Re: Ewellic

From: Philippe Verdy (verdy_p@wanadoo.fr)
Date: Wed Nov 12 2003 - 16:49:55 EST

  • Next message: Jim Allan: "Re: Ewellic"

    From: "Doug Ewell" <dewell@adelphia.net>
    > It was never intended to compete with IPA. It was an idle-brain
    > activity from when I was 17. Some people write poetry or learn the
    > ocarina; I invented an alphabet.

    Sorry, I did not want to be polemic about your work. You have perfectly the
    right to use it and even advertize it as you own artistic work. In fact I
    appreciate the fact that you were focused soon with the representation of
    your language with an alternate writing form addressing other needs than
    just reproduction of texts written by others.

    You're not alone to have had this idea: what you did is to create your own
    stenography, and I think that most skilled people invent their own
    conventions to note speech rapidly, in one form or another of stenography.
    You were skilled enough to create an orthograph based on phonology, with its
    rules, so that you could not only reread yourself, but also give your notes
    to read to somebody else, by using a consistant model. Your system is then
    really a good stenography.

    Many people have learned to write and read stenographic systems, in addition
    to the conventional alphabets. This was (and may be is still now, a
    recognized professional skill. I will certainly never blame against your
    work, that you have tuned to address new needs.
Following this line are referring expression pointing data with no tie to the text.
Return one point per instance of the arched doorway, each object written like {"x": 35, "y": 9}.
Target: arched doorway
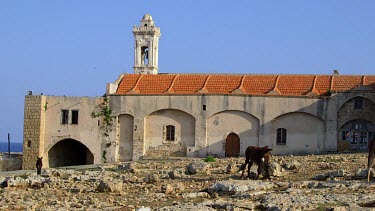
{"x": 232, "y": 145}
{"x": 355, "y": 134}
{"x": 69, "y": 152}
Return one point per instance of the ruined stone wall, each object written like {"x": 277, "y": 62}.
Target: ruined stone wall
{"x": 33, "y": 130}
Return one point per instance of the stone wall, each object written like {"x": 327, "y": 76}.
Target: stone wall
{"x": 10, "y": 164}
{"x": 32, "y": 131}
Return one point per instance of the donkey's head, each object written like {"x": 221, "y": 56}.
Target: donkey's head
{"x": 266, "y": 155}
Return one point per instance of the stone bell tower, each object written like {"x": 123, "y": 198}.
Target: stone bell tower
{"x": 146, "y": 41}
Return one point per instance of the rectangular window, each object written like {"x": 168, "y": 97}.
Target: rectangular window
{"x": 344, "y": 135}
{"x": 281, "y": 136}
{"x": 170, "y": 130}
{"x": 74, "y": 117}
{"x": 358, "y": 103}
{"x": 64, "y": 117}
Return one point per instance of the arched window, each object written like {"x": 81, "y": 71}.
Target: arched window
{"x": 169, "y": 133}
{"x": 281, "y": 136}
{"x": 358, "y": 103}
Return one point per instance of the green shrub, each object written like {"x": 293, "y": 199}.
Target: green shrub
{"x": 210, "y": 159}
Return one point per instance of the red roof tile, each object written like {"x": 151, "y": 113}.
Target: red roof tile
{"x": 155, "y": 84}
{"x": 287, "y": 85}
{"x": 295, "y": 84}
{"x": 223, "y": 84}
{"x": 259, "y": 84}
{"x": 187, "y": 84}
{"x": 369, "y": 80}
{"x": 323, "y": 84}
{"x": 346, "y": 82}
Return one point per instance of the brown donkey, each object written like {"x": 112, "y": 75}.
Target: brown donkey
{"x": 39, "y": 165}
{"x": 371, "y": 152}
{"x": 257, "y": 155}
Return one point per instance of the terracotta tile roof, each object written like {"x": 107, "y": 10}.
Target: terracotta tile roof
{"x": 187, "y": 84}
{"x": 295, "y": 85}
{"x": 155, "y": 84}
{"x": 346, "y": 82}
{"x": 369, "y": 80}
{"x": 323, "y": 84}
{"x": 259, "y": 84}
{"x": 285, "y": 85}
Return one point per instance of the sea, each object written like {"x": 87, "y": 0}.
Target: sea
{"x": 14, "y": 147}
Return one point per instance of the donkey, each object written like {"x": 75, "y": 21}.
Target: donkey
{"x": 39, "y": 165}
{"x": 371, "y": 152}
{"x": 257, "y": 155}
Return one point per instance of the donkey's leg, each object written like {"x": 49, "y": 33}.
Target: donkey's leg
{"x": 248, "y": 169}
{"x": 244, "y": 167}
{"x": 259, "y": 170}
{"x": 369, "y": 164}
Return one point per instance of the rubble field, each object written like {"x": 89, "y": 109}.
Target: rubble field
{"x": 310, "y": 182}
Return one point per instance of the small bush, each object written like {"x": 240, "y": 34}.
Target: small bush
{"x": 210, "y": 159}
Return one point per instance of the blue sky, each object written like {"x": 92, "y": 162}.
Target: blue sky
{"x": 75, "y": 47}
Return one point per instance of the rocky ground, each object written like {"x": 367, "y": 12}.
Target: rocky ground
{"x": 315, "y": 182}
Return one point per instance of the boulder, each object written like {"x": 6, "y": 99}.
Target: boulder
{"x": 151, "y": 178}
{"x": 198, "y": 167}
{"x": 233, "y": 168}
{"x": 110, "y": 186}
{"x": 291, "y": 165}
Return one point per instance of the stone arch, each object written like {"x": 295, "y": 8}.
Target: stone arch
{"x": 155, "y": 129}
{"x": 351, "y": 98}
{"x": 125, "y": 147}
{"x": 305, "y": 133}
{"x": 69, "y": 152}
{"x": 221, "y": 124}
{"x": 355, "y": 134}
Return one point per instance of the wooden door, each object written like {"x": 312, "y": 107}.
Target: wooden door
{"x": 232, "y": 145}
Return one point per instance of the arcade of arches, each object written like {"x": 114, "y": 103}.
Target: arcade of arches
{"x": 356, "y": 124}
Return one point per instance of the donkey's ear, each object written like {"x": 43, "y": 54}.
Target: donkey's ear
{"x": 265, "y": 150}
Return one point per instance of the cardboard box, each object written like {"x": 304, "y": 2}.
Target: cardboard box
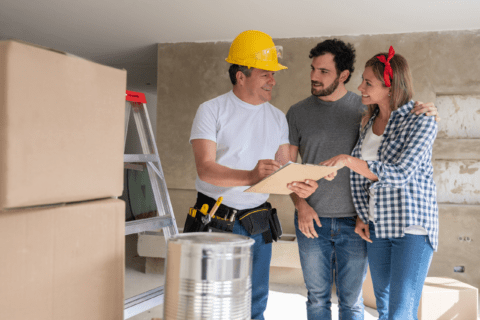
{"x": 63, "y": 262}
{"x": 285, "y": 252}
{"x": 442, "y": 299}
{"x": 62, "y": 124}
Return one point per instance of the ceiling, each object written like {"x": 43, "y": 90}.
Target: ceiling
{"x": 124, "y": 33}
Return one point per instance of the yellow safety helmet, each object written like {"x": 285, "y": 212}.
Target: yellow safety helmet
{"x": 255, "y": 49}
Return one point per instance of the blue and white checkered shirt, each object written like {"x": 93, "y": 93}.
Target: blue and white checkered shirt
{"x": 405, "y": 193}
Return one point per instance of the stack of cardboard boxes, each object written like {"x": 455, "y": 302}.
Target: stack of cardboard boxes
{"x": 61, "y": 167}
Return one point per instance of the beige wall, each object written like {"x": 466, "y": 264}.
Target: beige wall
{"x": 441, "y": 63}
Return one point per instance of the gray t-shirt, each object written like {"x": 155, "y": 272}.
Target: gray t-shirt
{"x": 322, "y": 130}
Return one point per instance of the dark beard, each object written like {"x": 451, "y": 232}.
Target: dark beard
{"x": 327, "y": 91}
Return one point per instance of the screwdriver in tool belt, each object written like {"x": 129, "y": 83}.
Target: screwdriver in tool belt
{"x": 215, "y": 207}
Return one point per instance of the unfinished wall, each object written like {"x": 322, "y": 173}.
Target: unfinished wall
{"x": 442, "y": 63}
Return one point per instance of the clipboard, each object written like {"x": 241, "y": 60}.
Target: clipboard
{"x": 276, "y": 183}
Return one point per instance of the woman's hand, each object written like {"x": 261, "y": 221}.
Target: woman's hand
{"x": 303, "y": 189}
{"x": 362, "y": 230}
{"x": 428, "y": 109}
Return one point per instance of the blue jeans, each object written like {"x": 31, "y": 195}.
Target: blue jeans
{"x": 338, "y": 248}
{"x": 262, "y": 254}
{"x": 398, "y": 267}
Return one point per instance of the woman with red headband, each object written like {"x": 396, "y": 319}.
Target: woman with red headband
{"x": 392, "y": 186}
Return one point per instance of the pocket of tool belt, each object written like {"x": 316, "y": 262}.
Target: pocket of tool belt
{"x": 256, "y": 221}
{"x": 275, "y": 226}
{"x": 194, "y": 223}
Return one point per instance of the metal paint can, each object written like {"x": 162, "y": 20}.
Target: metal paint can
{"x": 208, "y": 277}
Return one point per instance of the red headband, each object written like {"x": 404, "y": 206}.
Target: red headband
{"x": 388, "y": 72}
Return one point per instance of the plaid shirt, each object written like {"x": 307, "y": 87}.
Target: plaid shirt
{"x": 405, "y": 193}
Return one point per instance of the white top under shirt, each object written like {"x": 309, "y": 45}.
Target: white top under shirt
{"x": 370, "y": 147}
{"x": 244, "y": 134}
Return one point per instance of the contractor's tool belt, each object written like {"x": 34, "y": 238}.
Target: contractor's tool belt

    Whever your phonemic alphabet constitutes a script or not is however not in
    you hands: a script gains its status when it gets used by others to
    communicate. It is usable as such, even if it may not have a definitive
    orthograph (many languages are written with some wellknown script, without
    having a definitive orthograph, so the absence or presence of an orthograph
    with your script is not a problem for me).